It’s a story most all of us know by heart: Inventor and designer Clayton Jacobson II first birthed the notion of a motorized personal watercraft that was sold to Bombardier (later BRP: Bombardier Recreational Products) as the first Sea-Doo. The bright yellow two-stroke was produced for a few years before dwindling into the shadow of powersport history. Jacobson’s second design for a “dirt bike for the water” was picked up by Kawasaki and later released as the JetSki (first a 400cc model, then a 440, 550 and so forth). But, the question remains: was Jacobson’s Sea-Doo the very first PWC?
A few years ago, an archived video showing four lovely ladies and their “water scooters” produced by a company in London resurfaced. Riders were shown sitting, standing and even kneeling on these runabouts; yes, they shared many of the same physical characteristics of today’s modern sit-downs albeit sublimely antiquated. The scooters – Vincent Amanda Water Scooter, produced by the British Vincent Motorcycles Company – were propelled to a maximum 15mph by a 2-stroke, single cylinder engine that even circled the rider if they happened to fall off, something many of us remember with the earlier generation JetSkis.

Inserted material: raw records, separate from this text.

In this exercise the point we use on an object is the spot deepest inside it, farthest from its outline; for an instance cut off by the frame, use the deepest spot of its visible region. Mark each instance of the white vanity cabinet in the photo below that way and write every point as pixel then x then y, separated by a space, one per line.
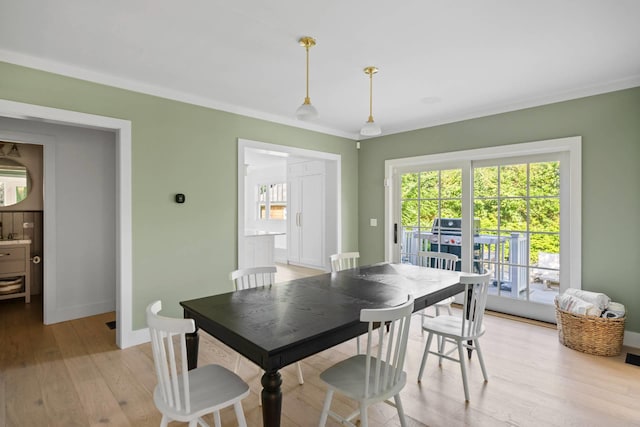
pixel 15 264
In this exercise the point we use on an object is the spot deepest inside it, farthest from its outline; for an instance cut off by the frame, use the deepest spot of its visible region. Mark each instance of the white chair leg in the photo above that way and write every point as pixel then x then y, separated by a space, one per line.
pixel 424 356
pixel 235 369
pixel 442 341
pixel 481 359
pixel 237 407
pixel 300 378
pixel 364 419
pixel 463 369
pixel 403 422
pixel 325 408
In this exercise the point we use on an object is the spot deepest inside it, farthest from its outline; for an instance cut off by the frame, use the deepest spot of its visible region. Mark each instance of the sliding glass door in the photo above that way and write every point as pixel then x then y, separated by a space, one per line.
pixel 507 214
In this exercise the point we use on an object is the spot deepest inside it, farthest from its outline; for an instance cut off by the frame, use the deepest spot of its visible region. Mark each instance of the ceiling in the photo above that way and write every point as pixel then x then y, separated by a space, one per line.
pixel 440 61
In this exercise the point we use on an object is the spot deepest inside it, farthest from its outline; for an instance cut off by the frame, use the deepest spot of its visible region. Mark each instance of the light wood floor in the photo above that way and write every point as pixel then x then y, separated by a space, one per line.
pixel 72 374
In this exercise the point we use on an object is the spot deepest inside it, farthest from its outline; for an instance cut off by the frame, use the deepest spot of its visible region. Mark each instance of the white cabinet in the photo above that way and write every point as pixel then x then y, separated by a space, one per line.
pixel 15 269
pixel 306 214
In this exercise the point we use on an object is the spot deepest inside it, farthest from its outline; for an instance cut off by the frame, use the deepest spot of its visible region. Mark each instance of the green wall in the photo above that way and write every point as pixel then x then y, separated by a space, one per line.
pixel 609 125
pixel 181 251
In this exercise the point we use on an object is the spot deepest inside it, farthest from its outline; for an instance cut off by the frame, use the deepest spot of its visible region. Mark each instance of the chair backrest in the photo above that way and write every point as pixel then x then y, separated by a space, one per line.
pixel 172 372
pixel 384 363
pixel 253 277
pixel 476 289
pixel 344 261
pixel 443 260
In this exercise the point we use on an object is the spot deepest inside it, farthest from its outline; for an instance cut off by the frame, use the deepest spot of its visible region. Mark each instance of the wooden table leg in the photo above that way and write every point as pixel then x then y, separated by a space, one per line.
pixel 193 342
pixel 271 399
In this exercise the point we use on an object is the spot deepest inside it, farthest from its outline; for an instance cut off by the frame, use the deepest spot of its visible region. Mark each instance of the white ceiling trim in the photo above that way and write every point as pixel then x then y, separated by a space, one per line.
pixel 140 87
pixel 136 86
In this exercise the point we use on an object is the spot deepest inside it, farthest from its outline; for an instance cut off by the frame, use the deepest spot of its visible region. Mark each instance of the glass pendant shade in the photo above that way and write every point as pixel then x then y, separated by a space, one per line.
pixel 307 111
pixel 370 128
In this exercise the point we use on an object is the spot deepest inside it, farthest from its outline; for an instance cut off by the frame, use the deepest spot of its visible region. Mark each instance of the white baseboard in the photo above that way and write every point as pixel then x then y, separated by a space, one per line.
pixel 631 339
pixel 132 338
pixel 70 313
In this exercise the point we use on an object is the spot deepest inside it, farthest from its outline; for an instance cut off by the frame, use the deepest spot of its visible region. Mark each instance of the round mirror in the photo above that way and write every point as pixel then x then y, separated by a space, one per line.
pixel 15 182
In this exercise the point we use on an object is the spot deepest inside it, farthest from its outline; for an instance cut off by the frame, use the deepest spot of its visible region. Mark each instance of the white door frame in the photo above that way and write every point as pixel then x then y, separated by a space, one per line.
pixel 295 152
pixel 125 335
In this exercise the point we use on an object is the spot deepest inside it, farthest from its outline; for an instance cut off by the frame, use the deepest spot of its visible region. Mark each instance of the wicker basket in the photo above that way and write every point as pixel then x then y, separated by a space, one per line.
pixel 589 334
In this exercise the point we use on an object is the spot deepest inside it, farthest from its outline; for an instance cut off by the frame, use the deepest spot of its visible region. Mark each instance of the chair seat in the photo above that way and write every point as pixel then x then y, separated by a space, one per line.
pixel 448 326
pixel 347 377
pixel 212 387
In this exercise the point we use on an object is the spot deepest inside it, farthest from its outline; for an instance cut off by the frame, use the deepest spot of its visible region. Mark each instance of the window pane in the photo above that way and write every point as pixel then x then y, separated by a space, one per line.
pixel 540 242
pixel 513 215
pixel 409 186
pixel 545 215
pixel 428 212
pixel 429 185
pixel 409 245
pixel 451 209
pixel 485 182
pixel 487 211
pixel 513 180
pixel 545 179
pixel 410 213
pixel 451 184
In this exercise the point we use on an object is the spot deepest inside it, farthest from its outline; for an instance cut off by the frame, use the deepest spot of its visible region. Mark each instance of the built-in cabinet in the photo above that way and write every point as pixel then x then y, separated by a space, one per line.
pixel 306 214
pixel 15 270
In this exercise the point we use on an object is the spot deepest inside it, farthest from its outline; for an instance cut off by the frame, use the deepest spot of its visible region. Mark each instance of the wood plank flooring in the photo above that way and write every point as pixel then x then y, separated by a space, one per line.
pixel 72 374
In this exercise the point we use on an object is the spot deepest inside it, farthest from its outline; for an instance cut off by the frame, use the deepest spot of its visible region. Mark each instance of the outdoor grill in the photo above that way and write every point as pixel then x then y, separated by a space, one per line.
pixel 446 236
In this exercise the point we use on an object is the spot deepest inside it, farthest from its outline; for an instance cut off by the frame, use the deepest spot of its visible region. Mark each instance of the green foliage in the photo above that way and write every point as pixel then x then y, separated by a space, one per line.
pixel 500 195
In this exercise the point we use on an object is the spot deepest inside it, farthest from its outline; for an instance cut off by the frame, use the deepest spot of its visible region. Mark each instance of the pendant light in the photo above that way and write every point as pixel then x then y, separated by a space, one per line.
pixel 370 128
pixel 307 111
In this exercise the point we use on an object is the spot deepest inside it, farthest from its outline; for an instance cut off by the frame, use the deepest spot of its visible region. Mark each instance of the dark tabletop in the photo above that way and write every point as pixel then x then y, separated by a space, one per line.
pixel 277 325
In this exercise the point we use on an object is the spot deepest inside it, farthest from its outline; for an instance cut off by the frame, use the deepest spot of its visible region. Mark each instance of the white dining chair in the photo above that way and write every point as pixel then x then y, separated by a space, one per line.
pixel 464 331
pixel 377 375
pixel 442 260
pixel 253 277
pixel 184 395
pixel 344 261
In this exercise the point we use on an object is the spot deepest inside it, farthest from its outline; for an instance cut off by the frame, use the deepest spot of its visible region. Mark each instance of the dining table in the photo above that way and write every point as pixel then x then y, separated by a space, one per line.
pixel 277 325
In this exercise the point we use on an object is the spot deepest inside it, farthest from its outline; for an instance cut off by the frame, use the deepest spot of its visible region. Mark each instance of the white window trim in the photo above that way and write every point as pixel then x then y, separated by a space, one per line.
pixel 570 216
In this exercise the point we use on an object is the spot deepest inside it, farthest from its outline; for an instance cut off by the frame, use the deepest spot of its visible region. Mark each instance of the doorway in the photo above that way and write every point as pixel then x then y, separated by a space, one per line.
pixel 120 131
pixel 261 207
pixel 502 209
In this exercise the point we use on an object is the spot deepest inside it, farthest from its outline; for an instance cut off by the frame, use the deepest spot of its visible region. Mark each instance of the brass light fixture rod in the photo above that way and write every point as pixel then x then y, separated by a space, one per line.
pixel 307 42
pixel 370 71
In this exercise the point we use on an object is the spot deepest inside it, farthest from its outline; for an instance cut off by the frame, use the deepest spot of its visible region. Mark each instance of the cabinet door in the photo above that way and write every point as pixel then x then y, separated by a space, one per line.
pixel 294 205
pixel 312 220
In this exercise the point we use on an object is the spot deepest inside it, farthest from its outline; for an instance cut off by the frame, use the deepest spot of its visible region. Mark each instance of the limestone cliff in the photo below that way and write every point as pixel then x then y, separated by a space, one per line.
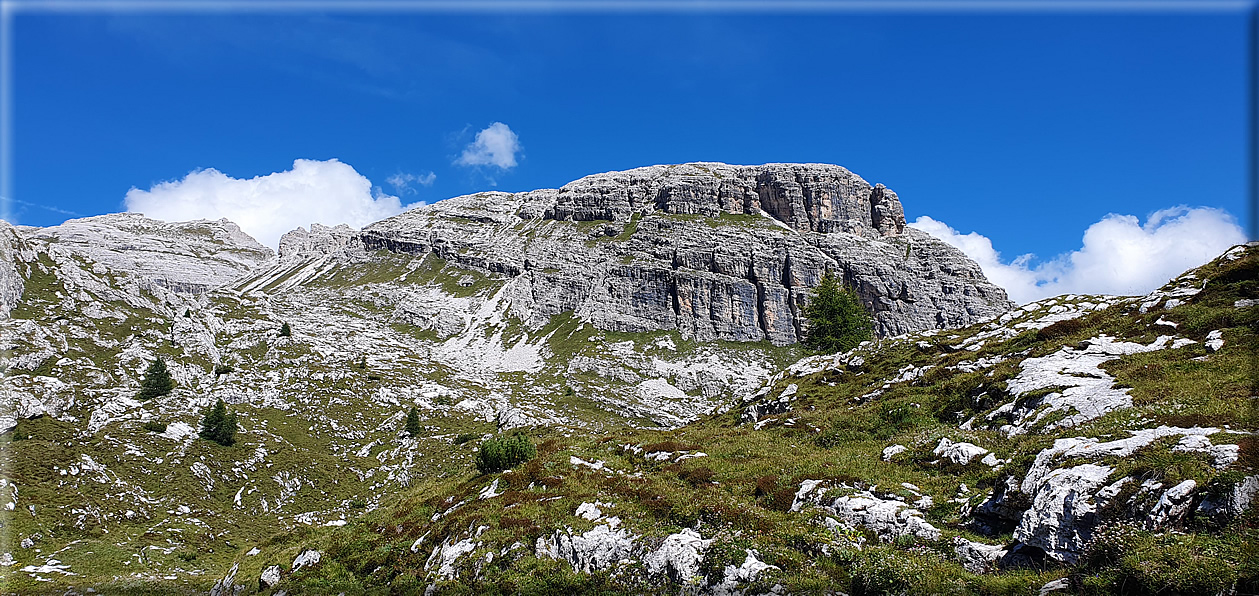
pixel 710 250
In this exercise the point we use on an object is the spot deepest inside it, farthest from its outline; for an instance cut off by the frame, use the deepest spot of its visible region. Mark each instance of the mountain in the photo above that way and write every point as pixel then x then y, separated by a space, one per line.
pixel 642 328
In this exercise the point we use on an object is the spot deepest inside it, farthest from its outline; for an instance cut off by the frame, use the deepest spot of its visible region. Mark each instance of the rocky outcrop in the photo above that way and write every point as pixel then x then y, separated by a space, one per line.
pixel 320 241
pixel 10 281
pixel 710 250
pixel 185 257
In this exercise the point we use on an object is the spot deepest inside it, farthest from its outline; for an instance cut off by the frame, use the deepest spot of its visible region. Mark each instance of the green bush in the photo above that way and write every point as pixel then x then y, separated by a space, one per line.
pixel 1128 560
pixel 504 451
pixel 837 321
pixel 413 427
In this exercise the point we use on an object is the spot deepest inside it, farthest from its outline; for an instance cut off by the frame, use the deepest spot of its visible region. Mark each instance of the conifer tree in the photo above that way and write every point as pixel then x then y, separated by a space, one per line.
pixel 413 422
pixel 219 425
pixel 837 321
pixel 156 381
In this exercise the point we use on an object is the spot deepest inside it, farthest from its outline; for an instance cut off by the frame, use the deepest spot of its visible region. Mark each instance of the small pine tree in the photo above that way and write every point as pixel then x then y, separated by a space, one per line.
pixel 156 382
pixel 836 319
pixel 219 425
pixel 413 422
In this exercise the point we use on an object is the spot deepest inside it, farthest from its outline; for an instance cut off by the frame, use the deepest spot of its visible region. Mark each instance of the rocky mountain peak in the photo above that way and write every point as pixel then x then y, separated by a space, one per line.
pixel 806 197
pixel 714 251
pixel 189 257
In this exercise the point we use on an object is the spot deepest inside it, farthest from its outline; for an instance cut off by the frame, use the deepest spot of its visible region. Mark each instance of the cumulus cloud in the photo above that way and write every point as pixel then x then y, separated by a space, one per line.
pixel 402 183
pixel 266 207
pixel 496 145
pixel 1118 255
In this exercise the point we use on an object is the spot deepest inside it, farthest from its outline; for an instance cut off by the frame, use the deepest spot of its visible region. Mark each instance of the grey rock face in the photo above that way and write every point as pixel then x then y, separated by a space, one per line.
pixel 710 250
pixel 320 241
pixel 10 281
pixel 186 257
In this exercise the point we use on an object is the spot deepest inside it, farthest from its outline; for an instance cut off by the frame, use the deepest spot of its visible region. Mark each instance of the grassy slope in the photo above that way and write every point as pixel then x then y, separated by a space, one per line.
pixel 740 492
pixel 81 517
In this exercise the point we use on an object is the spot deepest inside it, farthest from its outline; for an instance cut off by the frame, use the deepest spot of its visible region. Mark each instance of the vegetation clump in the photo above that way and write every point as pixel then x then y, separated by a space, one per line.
pixel 413 427
pixel 837 321
pixel 156 382
pixel 504 452
pixel 219 425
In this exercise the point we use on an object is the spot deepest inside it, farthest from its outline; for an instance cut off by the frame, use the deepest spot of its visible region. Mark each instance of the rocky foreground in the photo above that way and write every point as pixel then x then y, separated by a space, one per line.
pixel 642 328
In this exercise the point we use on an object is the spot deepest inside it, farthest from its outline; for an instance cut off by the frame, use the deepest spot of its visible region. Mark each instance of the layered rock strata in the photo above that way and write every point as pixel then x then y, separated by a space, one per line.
pixel 710 250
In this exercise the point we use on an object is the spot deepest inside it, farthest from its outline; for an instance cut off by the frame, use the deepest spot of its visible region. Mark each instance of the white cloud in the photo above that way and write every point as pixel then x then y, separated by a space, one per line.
pixel 496 145
pixel 266 207
pixel 402 183
pixel 1119 255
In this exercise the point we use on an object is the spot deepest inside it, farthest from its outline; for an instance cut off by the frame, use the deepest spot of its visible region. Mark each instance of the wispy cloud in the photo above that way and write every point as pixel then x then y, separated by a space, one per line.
pixel 1118 255
pixel 404 183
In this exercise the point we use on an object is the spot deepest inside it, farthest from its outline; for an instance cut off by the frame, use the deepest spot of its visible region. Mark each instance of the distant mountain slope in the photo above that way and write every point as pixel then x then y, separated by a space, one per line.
pixel 710 250
pixel 485 313
pixel 1077 445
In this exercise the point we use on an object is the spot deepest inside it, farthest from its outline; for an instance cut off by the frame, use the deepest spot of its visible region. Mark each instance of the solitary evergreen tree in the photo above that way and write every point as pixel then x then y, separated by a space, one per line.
pixel 836 319
pixel 156 381
pixel 219 425
pixel 413 422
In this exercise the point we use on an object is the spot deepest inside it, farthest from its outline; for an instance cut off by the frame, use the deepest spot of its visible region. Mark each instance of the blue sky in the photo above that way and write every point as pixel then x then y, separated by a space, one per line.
pixel 1024 127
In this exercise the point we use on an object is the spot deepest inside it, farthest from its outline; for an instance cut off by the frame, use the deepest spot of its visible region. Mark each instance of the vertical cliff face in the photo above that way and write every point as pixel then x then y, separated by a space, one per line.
pixel 710 250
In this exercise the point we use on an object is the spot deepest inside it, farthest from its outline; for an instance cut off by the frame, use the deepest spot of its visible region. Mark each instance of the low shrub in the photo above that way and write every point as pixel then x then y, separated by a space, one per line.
pixel 504 452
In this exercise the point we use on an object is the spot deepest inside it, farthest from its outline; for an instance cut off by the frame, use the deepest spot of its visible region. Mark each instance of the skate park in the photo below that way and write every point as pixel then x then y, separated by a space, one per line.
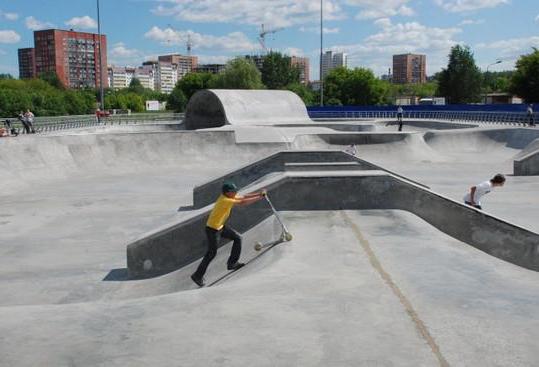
pixel 387 266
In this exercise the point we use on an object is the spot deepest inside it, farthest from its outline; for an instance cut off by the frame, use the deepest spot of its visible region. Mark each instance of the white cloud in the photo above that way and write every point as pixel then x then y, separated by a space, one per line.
pixel 8 16
pixel 36 25
pixel 9 36
pixel 274 13
pixel 471 22
pixel 293 51
pixel 376 50
pixel 235 41
pixel 84 22
pixel 456 6
pixel 119 50
pixel 373 9
pixel 317 30
pixel 511 48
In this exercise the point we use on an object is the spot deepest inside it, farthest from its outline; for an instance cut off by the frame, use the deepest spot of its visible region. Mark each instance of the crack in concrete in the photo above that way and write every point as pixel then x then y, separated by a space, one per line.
pixel 419 324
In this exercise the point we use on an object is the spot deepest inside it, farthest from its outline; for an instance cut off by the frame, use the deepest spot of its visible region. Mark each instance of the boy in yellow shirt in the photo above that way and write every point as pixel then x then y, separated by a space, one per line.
pixel 216 228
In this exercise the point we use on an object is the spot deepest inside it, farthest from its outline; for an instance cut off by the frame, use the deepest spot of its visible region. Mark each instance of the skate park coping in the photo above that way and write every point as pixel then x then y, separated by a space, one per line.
pixel 218 107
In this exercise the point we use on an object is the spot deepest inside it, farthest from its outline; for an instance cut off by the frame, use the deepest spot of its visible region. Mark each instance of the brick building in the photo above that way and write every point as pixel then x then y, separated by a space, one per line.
pixel 27 63
pixel 409 68
pixel 303 64
pixel 73 56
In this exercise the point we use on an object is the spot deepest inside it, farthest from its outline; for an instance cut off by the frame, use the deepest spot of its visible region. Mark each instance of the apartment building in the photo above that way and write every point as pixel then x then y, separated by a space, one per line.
pixel 27 63
pixel 331 60
pixel 73 56
pixel 210 68
pixel 409 68
pixel 182 64
pixel 302 63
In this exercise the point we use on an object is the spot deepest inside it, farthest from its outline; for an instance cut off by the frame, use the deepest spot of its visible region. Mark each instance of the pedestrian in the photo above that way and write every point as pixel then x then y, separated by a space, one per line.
pixel 400 112
pixel 11 130
pixel 473 198
pixel 22 120
pixel 529 112
pixel 30 120
pixel 351 149
pixel 216 229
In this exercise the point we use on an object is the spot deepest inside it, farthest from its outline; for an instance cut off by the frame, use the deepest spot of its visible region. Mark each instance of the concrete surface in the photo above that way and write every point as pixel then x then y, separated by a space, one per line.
pixel 527 165
pixel 219 107
pixel 354 288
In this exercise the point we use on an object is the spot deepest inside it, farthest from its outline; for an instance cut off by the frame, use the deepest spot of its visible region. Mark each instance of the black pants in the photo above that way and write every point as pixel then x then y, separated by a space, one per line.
pixel 474 205
pixel 214 236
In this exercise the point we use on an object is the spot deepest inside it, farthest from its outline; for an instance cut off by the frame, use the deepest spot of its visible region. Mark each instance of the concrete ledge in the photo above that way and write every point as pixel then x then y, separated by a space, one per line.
pixel 335 166
pixel 205 194
pixel 527 165
pixel 183 242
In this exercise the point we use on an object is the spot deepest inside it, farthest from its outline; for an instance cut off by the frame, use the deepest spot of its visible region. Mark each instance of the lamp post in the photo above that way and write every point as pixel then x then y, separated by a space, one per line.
pixel 321 51
pixel 101 92
pixel 486 73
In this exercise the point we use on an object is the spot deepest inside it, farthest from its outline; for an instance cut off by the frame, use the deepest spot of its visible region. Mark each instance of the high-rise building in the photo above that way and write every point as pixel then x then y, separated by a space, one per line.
pixel 73 56
pixel 27 63
pixel 331 60
pixel 409 68
pixel 210 68
pixel 182 64
pixel 302 63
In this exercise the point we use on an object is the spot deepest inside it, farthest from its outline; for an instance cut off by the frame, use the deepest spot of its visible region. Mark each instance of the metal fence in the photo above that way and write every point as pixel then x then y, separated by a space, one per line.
pixel 487 117
pixel 54 123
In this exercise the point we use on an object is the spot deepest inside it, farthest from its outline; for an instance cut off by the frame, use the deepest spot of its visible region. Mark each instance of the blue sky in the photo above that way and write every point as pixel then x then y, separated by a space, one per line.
pixel 370 31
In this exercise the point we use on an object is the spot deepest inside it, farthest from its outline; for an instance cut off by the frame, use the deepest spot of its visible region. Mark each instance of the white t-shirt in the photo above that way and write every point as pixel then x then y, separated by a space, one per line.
pixel 480 190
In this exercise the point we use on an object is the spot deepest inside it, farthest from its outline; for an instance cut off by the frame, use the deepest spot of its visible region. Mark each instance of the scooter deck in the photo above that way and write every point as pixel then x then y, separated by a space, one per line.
pixel 267 246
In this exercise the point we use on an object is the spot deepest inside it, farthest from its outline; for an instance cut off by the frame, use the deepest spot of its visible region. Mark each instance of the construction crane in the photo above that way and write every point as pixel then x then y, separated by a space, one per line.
pixel 188 43
pixel 263 33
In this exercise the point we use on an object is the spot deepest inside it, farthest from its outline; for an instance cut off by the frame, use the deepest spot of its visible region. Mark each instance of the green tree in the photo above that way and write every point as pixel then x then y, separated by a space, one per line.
pixel 460 82
pixel 238 74
pixel 525 80
pixel 177 100
pixel 277 71
pixel 356 86
pixel 304 92
pixel 193 82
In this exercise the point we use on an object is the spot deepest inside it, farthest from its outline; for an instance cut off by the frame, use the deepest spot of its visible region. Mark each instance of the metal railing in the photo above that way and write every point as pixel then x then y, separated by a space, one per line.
pixel 510 118
pixel 55 123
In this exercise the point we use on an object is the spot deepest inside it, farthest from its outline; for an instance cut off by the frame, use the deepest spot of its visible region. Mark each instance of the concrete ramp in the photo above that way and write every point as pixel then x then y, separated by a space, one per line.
pixel 218 107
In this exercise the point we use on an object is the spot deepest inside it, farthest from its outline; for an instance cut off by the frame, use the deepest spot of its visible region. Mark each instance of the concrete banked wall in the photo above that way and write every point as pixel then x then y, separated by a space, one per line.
pixel 218 107
pixel 181 243
pixel 205 194
pixel 527 165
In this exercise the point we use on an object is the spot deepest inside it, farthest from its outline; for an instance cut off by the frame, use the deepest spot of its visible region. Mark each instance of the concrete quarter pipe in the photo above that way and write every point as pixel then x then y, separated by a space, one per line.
pixel 218 107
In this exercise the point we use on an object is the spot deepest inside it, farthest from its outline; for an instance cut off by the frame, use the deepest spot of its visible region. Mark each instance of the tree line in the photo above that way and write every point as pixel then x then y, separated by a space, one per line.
pixel 460 82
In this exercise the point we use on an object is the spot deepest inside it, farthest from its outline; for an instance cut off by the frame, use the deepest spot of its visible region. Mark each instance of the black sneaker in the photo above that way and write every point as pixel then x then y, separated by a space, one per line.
pixel 198 281
pixel 235 266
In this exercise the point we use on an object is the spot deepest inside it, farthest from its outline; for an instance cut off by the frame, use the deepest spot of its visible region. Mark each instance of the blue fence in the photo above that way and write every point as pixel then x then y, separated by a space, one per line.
pixel 418 108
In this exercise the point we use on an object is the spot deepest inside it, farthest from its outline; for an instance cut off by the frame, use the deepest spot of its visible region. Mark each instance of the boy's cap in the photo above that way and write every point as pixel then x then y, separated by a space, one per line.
pixel 230 187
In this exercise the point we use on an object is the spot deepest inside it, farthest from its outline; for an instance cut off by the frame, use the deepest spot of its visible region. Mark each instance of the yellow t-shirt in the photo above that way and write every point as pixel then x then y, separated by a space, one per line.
pixel 221 211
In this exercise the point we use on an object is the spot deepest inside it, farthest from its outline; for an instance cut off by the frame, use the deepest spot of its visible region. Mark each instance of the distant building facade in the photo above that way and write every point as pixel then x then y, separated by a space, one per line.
pixel 27 63
pixel 181 64
pixel 302 63
pixel 331 60
pixel 409 68
pixel 211 68
pixel 73 56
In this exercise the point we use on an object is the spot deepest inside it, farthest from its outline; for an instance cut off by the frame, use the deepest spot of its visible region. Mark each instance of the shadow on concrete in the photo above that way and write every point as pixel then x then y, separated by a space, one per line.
pixel 117 275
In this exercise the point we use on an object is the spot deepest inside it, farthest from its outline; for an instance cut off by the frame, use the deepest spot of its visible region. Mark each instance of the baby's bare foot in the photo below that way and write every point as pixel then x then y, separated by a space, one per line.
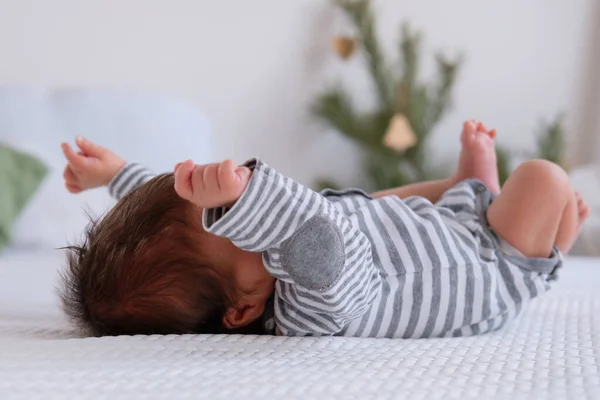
pixel 583 211
pixel 478 156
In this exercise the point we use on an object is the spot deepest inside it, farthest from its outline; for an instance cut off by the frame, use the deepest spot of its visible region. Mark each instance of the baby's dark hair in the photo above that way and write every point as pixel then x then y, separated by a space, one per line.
pixel 142 269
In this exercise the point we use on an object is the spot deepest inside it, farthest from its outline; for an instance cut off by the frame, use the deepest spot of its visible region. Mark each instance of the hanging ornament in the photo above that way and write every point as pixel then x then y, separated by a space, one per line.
pixel 399 136
pixel 344 46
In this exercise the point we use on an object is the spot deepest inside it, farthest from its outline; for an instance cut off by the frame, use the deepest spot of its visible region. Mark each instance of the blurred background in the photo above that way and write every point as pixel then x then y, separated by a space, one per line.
pixel 257 72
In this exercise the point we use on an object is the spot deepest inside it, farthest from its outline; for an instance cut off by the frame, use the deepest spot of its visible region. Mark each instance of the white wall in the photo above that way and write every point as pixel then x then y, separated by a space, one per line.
pixel 254 66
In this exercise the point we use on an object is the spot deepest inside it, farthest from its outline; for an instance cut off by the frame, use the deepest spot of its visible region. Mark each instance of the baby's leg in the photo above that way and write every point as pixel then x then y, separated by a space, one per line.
pixel 536 210
pixel 477 160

The Amanda was built upon a fiberglass hull and deck, but as fiberglass was still in its infancy, when exposed to prolonged direct sunlight, the hull would distort badly. Besides this issue, the Amanda’s enjoyed decent performance, as Vincent was better known for their high-performance motorcycles and industrial engines for lawn mowers. The Amandas went through three engine configurations, the first being the original air-cooled single-cylinder 2-stroke 75cc model. That was followed by a 2.1-horsepower 100cc version of the 75cc motor, and finally a 200cc twin rated at 5.6 horsepower, using the same bore and stroke as the 100cc single.